In other words, Obama would encourage unlimited health care consumption by patients while eliminating the last vestige of price consciousness. But the reason America is facing unsustainable health care cost increases is precisely because its third-party system of insurance doesn't encourage prudent consumption by patients. Indeed, if Obama really can tame health care costs by making patients even less cost-conscious, I have an even better idea for him: Simply pass a law banning anyone from falling sick and mandate good health for all. If he can suspend the laws of economics, perhaps he can also transcend the laws of physiology.
The fact of the matter is that not too many health care underwriters will survive such crippling mandates. Many of them will fold, causing further consolidation in the insurance marketplace—not more competition and choice. Last night the president declared—in the spirit of grand compromise—that he would be willing to wait a few years to give private insurers a chance to make more affordable plans available to all Americans. Only if they fail would the so-called public option, the government-run insurance plan so beloved of the left, be triggered. But that's a rigged deal: The same legislation that sets up the trigger is putting in place the conditions that will eventually pull it. Obama is not backing off on his goal of eliminating private insurance—only offering a brief deferment.

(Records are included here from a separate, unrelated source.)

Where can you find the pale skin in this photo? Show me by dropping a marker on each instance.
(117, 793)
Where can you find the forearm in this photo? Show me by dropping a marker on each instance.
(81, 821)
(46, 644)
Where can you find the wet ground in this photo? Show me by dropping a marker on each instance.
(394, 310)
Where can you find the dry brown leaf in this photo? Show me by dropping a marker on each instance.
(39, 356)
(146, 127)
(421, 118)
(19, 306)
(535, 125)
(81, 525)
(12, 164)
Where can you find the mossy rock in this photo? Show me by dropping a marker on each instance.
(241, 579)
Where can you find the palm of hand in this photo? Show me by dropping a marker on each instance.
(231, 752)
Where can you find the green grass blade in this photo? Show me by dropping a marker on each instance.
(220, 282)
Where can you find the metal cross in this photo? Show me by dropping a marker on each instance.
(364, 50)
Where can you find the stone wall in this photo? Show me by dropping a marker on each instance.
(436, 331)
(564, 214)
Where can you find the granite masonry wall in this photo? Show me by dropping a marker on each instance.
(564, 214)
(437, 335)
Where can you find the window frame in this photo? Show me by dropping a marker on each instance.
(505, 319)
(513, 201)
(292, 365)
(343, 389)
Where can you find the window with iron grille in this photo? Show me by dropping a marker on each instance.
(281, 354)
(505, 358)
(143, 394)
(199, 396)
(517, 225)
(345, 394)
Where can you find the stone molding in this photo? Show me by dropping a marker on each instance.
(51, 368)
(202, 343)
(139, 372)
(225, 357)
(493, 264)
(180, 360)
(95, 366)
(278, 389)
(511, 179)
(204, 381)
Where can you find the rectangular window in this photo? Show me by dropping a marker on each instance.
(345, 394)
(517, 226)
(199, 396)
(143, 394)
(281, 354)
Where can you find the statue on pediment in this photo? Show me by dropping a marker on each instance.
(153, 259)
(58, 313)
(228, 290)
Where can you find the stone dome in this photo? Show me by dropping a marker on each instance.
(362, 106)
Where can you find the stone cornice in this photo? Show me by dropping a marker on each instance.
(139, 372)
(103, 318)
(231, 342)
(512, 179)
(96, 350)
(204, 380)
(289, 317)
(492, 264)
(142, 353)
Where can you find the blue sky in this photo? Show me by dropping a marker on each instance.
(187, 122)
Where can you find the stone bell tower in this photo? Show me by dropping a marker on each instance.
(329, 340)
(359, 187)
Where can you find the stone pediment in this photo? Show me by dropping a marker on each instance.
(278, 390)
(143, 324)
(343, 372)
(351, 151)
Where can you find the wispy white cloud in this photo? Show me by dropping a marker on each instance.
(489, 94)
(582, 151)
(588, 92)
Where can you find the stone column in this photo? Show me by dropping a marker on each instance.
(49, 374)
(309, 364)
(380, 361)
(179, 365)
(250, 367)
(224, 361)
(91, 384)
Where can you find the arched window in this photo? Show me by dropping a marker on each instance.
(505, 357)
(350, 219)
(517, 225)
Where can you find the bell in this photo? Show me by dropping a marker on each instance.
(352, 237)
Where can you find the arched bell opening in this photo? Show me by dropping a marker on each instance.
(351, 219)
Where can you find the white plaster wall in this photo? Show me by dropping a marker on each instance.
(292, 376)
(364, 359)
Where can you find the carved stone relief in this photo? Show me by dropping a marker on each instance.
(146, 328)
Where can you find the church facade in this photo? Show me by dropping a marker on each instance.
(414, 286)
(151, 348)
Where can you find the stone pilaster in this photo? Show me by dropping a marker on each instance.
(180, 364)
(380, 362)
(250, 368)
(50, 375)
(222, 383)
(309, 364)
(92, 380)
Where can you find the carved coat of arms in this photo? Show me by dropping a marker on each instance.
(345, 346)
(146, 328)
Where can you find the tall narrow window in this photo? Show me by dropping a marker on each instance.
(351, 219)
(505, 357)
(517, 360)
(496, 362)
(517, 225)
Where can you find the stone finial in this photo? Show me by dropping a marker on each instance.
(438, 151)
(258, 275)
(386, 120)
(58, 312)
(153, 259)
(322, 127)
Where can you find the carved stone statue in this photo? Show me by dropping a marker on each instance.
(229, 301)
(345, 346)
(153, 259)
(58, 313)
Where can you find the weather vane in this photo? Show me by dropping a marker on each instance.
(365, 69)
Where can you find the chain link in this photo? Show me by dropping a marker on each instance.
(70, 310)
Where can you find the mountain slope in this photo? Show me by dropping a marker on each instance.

The one Republican idea that Obama did endorse—caps on medical malpractice awards or tort reform—will actually hurt rather than help patient choice. Big medicine has long blamed the unnecessary tests and procedures these awards encourage for rising health care costs. But several studies have shown that this so-called practice of defensive medicine is a smaller driver of costs than excess physician salaries. By capping these awards, Obama will leave patients even less recourse against physician negligence—hardly the American way.
Obama lambasted the critics who claim his reform plan amounts to a government takeover of the health care system. But the plan he laid out Wednesday night will control every aspect of the medical transaction. It will tell patients when, what and how much coverage they must buy; it will tell sellers when, what and how much coverage they must sell. This is not a government takeover of health care? Then Tony Soprano is just a decent, hard-working businessman.